Klagen und Jammern, das tut Ignaz Netzer nur in seiner Musik. Der knallharten Realität des „Showbiz“ begegnet der Blues-Musiker aus Baden-Württemberg augenscheinlich mit Gelassenheit, einer Prise Resignation und dieser Portion Weisheit, die einem wohl das Musikerleben lehrt. Ironie ist eine weitere Waffe, die der 64-Jährige in kritischen Momenten bestens einzusetzen weiß. „Ich freue mich, dass mein erstes Konzert in Wermelskirchen so ausverkauft ist“, sagte Netzer sarkastisch zu Beginn seiner Bühnenzeit, während ein Dutzend Besucher im leeren Raum ihn von ihren Hockern aus anlächelten. Haus Eifgen hatte wahrlich auch schon mal mehr Publikumszuspruch erfahren, doch sollte das kein Indikator für die Qualität des Künstlers sein, viel mehr ein Indikator über die fehlende Blues-Expertise in der Region.

Schließlich ist es ein Geschenk, wenn es ein Musiker, vermeintlich unangestrengt in wenigen Takten meistert, seine Hörer in andere Welten und andere Zeiten zu katapultieren. Blues in seiner ursprüglichsten Form, rauchig, anklagend, jammernd, tief melancholisch, das ist, was Ignaz Netzer in Perfektion beherrscht.

Wer die Augen schloss, während der Schwabe und ehemalige Realschullehrer an seiner Akustikgitarre zupfte und nahezu nuschelnd über „Stagger Lee“ sang, malte sich nicht nur jenen schwarzhäutigen Kutscher aus dem vergangenen Jahrhundert aus, sondern sah vor dem inneren Auge auch einen alten, in sich gekehrten Bluessänger aus dem tiefsten Louisiana vor sich sitzen, die Gitarre auf dem Schoß, den Kopf gesenkt, singend. Netzers Stimme, sie erinnerte immer wieder an einen jungen Joe Cocker: tief, unprätentiös und trotzdem fest zupackend. Eine Stimme, die sich dank ihrer tiefen Frequenz und trotz aller Schmerzen in der Musik problemlos in die Gehörgänge legt, um dort zu verweilen und wohltuende Ruhe zu vermitteln.

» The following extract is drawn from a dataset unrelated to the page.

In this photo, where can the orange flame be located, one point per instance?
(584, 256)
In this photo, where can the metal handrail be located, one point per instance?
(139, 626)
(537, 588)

Zwischen den Stücken wurde Netzer gesprächig, gab kurze Details zu Stücken und Instrumenten, denn neben seiner Akustikgitarre packte Netzer auch zu einer Stahlgitarre, fachkundig auch Resonatorgitarre genannt, die laut Netzer Mitte der 1940er Jahre aufkam, um den Pianisten, „die wahnsinnig viel Lärm machen“, Paroli bieten zu können. „Verstärker gab es damals nicht, und die Gitarren hörte man neben den Pianisten gar nicht“, erklärte Netzer. Rundum ein vorzügliches Konzert, das bei den Dellmännern viel zu wenig Aufmerksamkeit generierte. Chance vertan. Doch vielleicht kommt der Blusinator ja bald noch mal ins Bergische.